January 1, 2004

rehashing an old year

This could have been a rarity along the lines of flying pigs. It was intended to be a letter, of sorts. Not only that, it was to be disguised as a personal letter. It began with a version of this opening paragraph, and continued so:

I may be playing fast and loose with the term personal; this is a kind of form letter. But it’s a personal form letter individualized, if by nothing else, its seasonal nature. It is also very modern as it doesn’t make use of paper. It makes use of the electronic medium which, in truth, is another bit of fast and looseness. It is really another form of indolence along the lines of individualized form letters. Being electronic, no stamp licking is required and there is no need to hunt down a mailbox.

My laziness is not total, however. I did some research into what to put into a letter such as this. While there was no consensus among the people I asked, many responses favoured a year end cap. “Tell them what happened to you in 2003,” these people said.

It seemed a sensible idea. Unfortunately, as I found when I first attempted this, nothing happened.

Yes, 2003 was characterized by a disturbing void. It was distinguished by an absence of anything resembling “something.”

But you can’t let such things get you down. You need to examine them. I did. As with deciding what to put into my seasonal form letter, I did some research. It produced astounding results.

It turns out things did happen in 2003. However, at birth I was granted a memory commonly referred to as a “sieve.” It is not that it retains nothing but that it retains the irrelevant and discards the significant. Therefore, while I remember what I was eating when I first watched the DVD special edition of “Bull Durham,” I have completely forgotten the incident last February when I was taken prisoner during a home invasion by a group of Western independence Alberta feminist-terrorists. (Don’t worry, the RCMP tell me the affair ended peacefully, though I don’t recall this.)

I have since made inquiries and discovered some of the things that happened in 2003, at least in my world. I can’t, however, completely vouch for their veracity because of my poor memory.
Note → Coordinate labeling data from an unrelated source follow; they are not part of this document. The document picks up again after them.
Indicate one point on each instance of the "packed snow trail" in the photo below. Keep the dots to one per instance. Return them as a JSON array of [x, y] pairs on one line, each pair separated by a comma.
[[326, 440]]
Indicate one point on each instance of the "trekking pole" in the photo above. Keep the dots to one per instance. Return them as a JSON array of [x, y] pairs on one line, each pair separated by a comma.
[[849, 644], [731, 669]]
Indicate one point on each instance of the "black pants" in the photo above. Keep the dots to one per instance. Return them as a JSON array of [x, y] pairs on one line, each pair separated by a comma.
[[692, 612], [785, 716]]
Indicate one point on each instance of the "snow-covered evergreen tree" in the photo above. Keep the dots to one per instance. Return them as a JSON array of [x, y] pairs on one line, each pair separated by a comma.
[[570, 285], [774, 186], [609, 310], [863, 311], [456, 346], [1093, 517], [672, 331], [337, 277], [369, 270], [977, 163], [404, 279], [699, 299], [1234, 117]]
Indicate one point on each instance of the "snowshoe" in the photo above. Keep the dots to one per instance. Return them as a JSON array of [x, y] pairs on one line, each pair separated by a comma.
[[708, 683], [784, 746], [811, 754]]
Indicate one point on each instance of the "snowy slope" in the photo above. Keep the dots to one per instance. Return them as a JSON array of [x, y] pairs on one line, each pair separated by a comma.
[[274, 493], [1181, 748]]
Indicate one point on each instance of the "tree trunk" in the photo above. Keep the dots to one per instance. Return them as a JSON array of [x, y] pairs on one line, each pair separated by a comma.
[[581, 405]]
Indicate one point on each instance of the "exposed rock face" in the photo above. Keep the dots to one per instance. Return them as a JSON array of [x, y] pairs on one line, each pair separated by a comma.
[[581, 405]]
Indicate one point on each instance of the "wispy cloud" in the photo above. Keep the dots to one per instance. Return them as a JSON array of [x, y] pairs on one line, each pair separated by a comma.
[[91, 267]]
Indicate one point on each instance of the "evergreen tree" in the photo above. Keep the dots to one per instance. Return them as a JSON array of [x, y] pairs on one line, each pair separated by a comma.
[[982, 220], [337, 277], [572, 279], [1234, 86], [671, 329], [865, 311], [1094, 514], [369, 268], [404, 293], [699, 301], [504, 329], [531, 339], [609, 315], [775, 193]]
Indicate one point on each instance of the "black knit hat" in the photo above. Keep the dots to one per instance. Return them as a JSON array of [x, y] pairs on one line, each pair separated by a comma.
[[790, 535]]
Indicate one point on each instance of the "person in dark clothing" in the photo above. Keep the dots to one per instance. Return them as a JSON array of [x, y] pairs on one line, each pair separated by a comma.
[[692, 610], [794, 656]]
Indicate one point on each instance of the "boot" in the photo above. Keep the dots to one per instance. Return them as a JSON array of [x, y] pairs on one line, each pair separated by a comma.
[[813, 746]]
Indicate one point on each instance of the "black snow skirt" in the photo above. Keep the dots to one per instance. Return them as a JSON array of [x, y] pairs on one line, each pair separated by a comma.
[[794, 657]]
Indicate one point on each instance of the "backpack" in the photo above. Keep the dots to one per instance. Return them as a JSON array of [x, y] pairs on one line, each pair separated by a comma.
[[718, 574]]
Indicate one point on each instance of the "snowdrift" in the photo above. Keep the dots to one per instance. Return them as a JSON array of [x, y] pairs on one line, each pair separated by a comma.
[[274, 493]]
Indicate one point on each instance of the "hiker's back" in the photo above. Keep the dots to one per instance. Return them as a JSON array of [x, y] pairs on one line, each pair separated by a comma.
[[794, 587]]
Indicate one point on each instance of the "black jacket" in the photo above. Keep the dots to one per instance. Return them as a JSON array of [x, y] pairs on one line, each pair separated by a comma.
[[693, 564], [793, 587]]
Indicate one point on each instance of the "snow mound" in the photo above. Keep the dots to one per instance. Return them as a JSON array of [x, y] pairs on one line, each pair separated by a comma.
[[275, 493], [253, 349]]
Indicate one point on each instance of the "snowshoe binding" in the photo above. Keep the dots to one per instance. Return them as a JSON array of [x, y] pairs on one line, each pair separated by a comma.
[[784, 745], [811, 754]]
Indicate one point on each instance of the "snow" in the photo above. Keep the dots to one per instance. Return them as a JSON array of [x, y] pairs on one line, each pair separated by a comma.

I am taking all this on faith though I question some of these.

As with many, I did some travelling in 2003. I did not go terribly far afield. Except for one trip, I restricted my movements to Canada, particularly western Canada. So at varying times I was in: Calgary and Red Deer, as well as the environs of both Red Deer and Caroline, all in Alberta. I was in British Columbia, including several visits to Vancouver where I enjoy infuriating the locals by gazing goggle-eyed at the rising buildings and shiny downtown streets while saying in an awe-struck voice, “Gee, this is great! It’s just like being in Toronto!”

(Head gear is recommended if you choose to do something similar.)

I think I was in a few other places in B.C. I have a vague recollection of boats and rather steep snow-capped hills but this may be an image confused by the Paramount Pictures logo.

I also went to Seattle, which was green and lush and filled with amazing seafood. This was the best trip. I was even in a kayak on a great sweep of lake where water planes terrorized us by landing without regard for people or sailing craft that may have been there first. They dive-bombed us as if it were Pearl Harbour.

I just remembered: I spent some time in Ontario, in cottage country, the Lake Huron area. I was with relatives and friends and met an amiable dog named Murphy (named after the family name on my mother's side). This is probably my favourite place in the world.

Well, that was as far as I got with my 2003 rehash. I’ve never been very good at looking back and remembering things. Sometimes it feels as if nothing happened and perhaps this is the case. But I don’t think so.

I often run into friends who say, “Do you remember when we ...?” And I reply, in some amazement, “Oh yeah. We did that, didn’t we?”

So I can throw out any notion of ever doing personal memoirs. What could I write about if I can’t recall anything?

On the other hand, I could make it up as I often do. Fiction is much easier to write, at least for me, because you’re not straight-jacketed by facts.